Quelle ironie ! La voyante, qui prédisait leur sort à ceux qui mendiaient ses lumières, n’avait pas vu la mort s’approcher d’elle. Maintenant, qu’adviendrait-il ? Qui réfrènerait les ardeurs vengeresses de ses disciples ? En tuant leur mère supérieure devant la cour solennelle, le chevalier aux deux épées s’en prenait à l’ordre des voyantes, l’institution la plus respectée de l’Ancienne Loi. En protégeant l’assassin, la haute reine leur déclarait une guerre inexpiable. L’Ancienne et la Nouvelle Loi étaient désormais ennemies. Si Hirtorik ne le prévenait pas, ce conflit pouvait déchirer son royaume. En était-il bien conscient ? Quels sages conseillers pouvaient l’éclairer dans cette catharsis ? Mordwenos et Alwid disparus, le haut roi se retrouvait fort démuni. La roue du destin s’était mise en branle et les plus sages crurent déjà deviner ses craquements sinistres.
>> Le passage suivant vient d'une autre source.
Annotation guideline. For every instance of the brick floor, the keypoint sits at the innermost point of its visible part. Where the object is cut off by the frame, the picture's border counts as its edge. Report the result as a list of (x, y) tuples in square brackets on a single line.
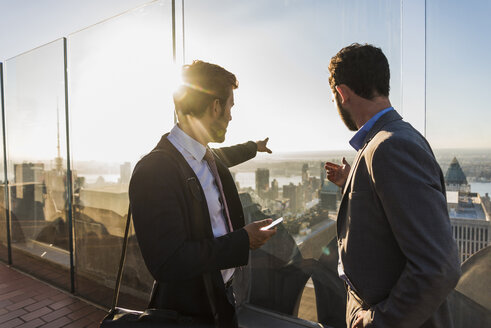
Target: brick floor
[(27, 302)]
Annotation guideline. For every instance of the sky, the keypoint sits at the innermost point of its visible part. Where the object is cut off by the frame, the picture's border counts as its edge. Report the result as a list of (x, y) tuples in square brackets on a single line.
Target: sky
[(121, 74)]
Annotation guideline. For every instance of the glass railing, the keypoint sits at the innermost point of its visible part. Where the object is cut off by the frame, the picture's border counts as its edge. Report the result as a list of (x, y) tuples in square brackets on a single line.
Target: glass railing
[(121, 76), (36, 148), (121, 81), (4, 231)]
Hirtorik était consterné. Il tourna son regard, pathétique, vers Peloyos. Le prince héritier de Lewonan se tenait aussi immobile qu’une statue. Fidèle à son seigneur lige, il avait refusé de suivre sa mère, qui avait rompu l’hommage sans prendre congé. Cet affront manifestait avec éclat sa défiance envers Hirtorik et la haine qu’elle vouait à Shewinda. Peu à peu, la cour se désagrégea. Les plus timorés se retirèrent sur la pointe des pieds. Quelques fidèles de l’Ancienne Loi pleuraient ouvertement sur le triste sort de Nimya. Les hypocrites feignirent de les imiter uniquement parce que le roi avait versé des larmes sincères.
À son tour, presque sans un bruit, Morgena se leva et partit sans un salut. Embarrassés, le roi de Medwan et son fils lui emboîtèrent le pas. Parmi les paladins qui restaient encore, le malaise était palpable. Les princes de Gwerdan et de Kwonan hésitèrent, ne sachant quel parti prendre, avant de quitter la salle haute à leur tour.